Every regime in the post-Musharraf period has faced a challenge to its legitimacy. This includes the administration headed by Musharraf himself. On the onset, he hardly faced political resistance of any significance to his rule; nevertheless, the legal and constitutional legitimacy of his rule were seriously questioned from the very start. The Lawyers’ Movement, starting in 2007, only brought this issue of legal and constitutional legitimacy to the forefront.
Legitimacy can be defined as a public perception that a ruler or a government has the right and authority to govern the country — politically, legally and morally. Losing legitimacy means a situation where the government or the ruler becomes devoid, in public perception, of the right to rule the country on account of any illegality or corruption.
The Asif Ali Zardari-led Pakistan Peoples Party (PPP) government was elected through a democratic electoral process which was legally, politically and morally legitimate. Nevertheless, a situation was created where the PPP was forced, through a campaign of media trials and succession of court judgments, to face allegations of financial corruption of its leaders and the situation escalated to created a sense of mistrust in the government.
The Pakistan Muslim League–Nawaz (PMLN) government came into power in 2013 in an atmosphere where allegations of corruption were a constant. Something new and more powerful was required, and came when the leading opposition party, the Pakistan Tehreek-e-Insaf (PTI), pushed for rolling back the whole political system on the basis of alleged rigging in the 2013 election. The protests that brought these allegations into the limelight came and went away, with the Sharif government surviving the onslaught. However, the protests left lingering doubts in the public imagination about the credibility of parliamentary elections. These doubts could be left to hibernate, while the power struggle continued in the corridors of power in Islamabad, and revived at an appropriate time to act as the Sword of Damocles over the political system.

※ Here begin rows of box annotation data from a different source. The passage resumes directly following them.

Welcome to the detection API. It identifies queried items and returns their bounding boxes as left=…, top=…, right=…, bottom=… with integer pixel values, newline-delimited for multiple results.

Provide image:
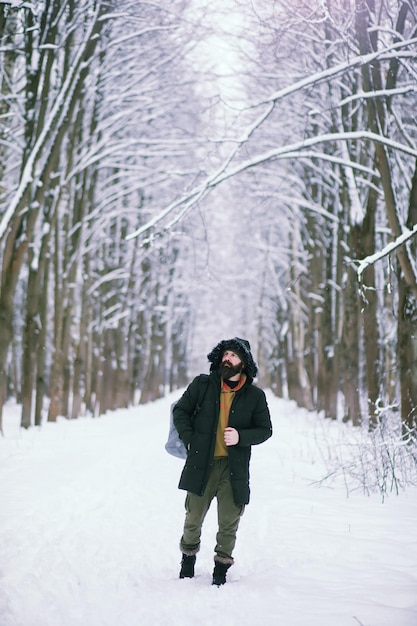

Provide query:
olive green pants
left=180, top=457, right=245, bottom=564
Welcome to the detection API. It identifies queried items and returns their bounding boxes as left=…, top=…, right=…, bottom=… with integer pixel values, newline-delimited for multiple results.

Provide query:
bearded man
left=174, top=337, right=272, bottom=586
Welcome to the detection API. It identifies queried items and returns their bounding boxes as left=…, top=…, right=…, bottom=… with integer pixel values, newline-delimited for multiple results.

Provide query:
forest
left=0, top=0, right=417, bottom=459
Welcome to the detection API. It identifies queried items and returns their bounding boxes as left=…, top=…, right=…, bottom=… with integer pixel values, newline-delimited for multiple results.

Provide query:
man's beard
left=219, top=361, right=243, bottom=380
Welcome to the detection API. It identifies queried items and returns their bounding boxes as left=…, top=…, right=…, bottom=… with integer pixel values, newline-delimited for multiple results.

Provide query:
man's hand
left=224, top=427, right=239, bottom=446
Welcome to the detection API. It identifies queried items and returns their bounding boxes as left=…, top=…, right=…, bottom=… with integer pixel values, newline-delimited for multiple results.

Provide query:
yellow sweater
left=214, top=374, right=246, bottom=458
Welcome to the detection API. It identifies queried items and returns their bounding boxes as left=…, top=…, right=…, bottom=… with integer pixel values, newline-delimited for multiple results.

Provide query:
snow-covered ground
left=0, top=394, right=417, bottom=626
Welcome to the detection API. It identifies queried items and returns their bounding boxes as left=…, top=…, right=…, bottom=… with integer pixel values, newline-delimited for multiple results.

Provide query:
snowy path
left=0, top=397, right=417, bottom=626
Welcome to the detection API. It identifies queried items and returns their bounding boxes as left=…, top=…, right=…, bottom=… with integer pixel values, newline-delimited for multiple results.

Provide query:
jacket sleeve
left=173, top=376, right=199, bottom=448
left=237, top=388, right=272, bottom=446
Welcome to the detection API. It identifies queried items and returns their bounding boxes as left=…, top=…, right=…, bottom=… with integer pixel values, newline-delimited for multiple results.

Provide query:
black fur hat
left=207, top=337, right=258, bottom=383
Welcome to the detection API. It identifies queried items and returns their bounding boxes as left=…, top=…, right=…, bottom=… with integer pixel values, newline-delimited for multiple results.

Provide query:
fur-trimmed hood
left=207, top=337, right=258, bottom=384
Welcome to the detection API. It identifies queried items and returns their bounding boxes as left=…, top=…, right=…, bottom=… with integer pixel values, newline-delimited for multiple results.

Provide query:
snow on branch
left=127, top=130, right=417, bottom=240
left=253, top=37, right=417, bottom=108
left=356, top=224, right=417, bottom=283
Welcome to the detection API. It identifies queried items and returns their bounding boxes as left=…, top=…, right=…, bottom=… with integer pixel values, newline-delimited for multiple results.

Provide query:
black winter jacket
left=174, top=371, right=272, bottom=506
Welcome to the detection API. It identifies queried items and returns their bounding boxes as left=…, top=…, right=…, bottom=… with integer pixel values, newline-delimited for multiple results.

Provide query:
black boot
left=180, top=554, right=196, bottom=578
left=212, top=561, right=232, bottom=587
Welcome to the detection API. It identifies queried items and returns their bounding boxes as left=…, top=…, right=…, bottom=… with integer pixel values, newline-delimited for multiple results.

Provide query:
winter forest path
left=0, top=394, right=417, bottom=626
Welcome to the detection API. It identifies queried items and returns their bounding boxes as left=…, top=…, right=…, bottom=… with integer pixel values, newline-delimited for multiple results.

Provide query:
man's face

The Pakistani people have passively witnessed similar developments unfold so often in the past that they can make educated guesses regarding what the next act will entail, and who the main actors will be. The actors are constant: political parties of the religious right spearheading campaigns to raise the legitimacy question, the recently mobilised retired generals and ex-servicemen similarly advancing this campaign, and the media acting as another proxy in this game played out by not-so-hidden hands.